The LP HOV Lane
The goal of any well-run investor relations or pre-marketing program is an efficient fundraise that minimizes guesswork and unpleasant surprises when closing LP commitments. Sponsors are frequently frustrated or bewildered by their interactions with LPs, and each party feels like they are approaching the prospective relationship from very different places – a veritable “GPs are from Mars, LPs are from Venus” type of situation. One factor, inherent to fundraising, that causes friction in these discussions is that LP decision-making lacks any type of uniformity. When GPs fundraise, they typically engage a broad cross-section of the LP universe and the challenge of navigating the personalities, processes and program idiosyncrasies can make even the most patient sponsor a little crazy. In our experience at Sixpoint, one of the best ways to avoid these issues is to create framework that serves to organize these investors in such a way that helps to avoid the labyrinth of each LP’s investment process.

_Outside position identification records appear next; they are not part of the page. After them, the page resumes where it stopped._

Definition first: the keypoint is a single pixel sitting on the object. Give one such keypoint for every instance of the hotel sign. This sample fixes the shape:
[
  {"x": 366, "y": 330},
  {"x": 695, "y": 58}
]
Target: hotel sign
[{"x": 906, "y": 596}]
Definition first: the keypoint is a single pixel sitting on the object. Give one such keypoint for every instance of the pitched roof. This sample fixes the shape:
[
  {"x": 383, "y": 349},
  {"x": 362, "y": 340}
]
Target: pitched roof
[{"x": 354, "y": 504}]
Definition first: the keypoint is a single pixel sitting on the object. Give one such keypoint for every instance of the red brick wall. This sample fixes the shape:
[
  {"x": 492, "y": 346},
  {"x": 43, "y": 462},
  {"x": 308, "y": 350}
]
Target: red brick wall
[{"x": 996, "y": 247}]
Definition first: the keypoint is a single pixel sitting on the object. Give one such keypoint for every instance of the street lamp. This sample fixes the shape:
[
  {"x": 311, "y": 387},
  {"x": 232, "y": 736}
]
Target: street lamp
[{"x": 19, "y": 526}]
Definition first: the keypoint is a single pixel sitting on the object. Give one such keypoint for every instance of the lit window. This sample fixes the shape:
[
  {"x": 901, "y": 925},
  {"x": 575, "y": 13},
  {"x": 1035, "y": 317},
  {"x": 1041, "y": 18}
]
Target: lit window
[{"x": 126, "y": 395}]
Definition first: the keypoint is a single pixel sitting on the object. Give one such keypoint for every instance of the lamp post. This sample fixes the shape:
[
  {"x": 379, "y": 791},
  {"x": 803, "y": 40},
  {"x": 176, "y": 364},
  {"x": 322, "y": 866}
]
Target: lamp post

An advantage of the IR program and pre-marketing work is that you have an opportunity to develop and deepen relationships with engaged LPs and let the less interested groups self-select out of the process. The importance of this cannot be overstated. GPs will often have less than a handful of LP relationships where they have 100% visibility into their programs. Outside of this limited group, there is often a dramatic drop-off in the quality of the relationship and likewise comprehension of the LP’s investment needs. The problem here is that running a highly organized fundraise relies on knowing your audience. It is impossible to cater to the needs of a quality group of blue-chip supporters if you don’t know specifically what they need or what their potential areas of pushback are. Once you determine the core group of LPs that will support your upcoming fund, it is then important to set the framework of the fundraise into motion.
Engaged LPs will respect and appreciate a thoughtful and well-organized fundraise process. The timing of the fund launch, the timeframe for due diligence and the closing dates should all appropriately reflect the timing needs of the core group of LPs that you are relying on for a very strong first close (>40% of the fund’s target). It sounds obvious, but we frequently find that GPs are surprised to the downside by these core LPs because they misinterpreted something about the timing or process required by an LP. Once you’ve taken the inputs, it’s then incumbent on the GP to lay out a very specific timeline of milestones for the LPs that will serve as a guide for them to close. As part of this fundraise framework, the core LPs are sometimes provided what we’ve dubbed “the LP HOV lane.”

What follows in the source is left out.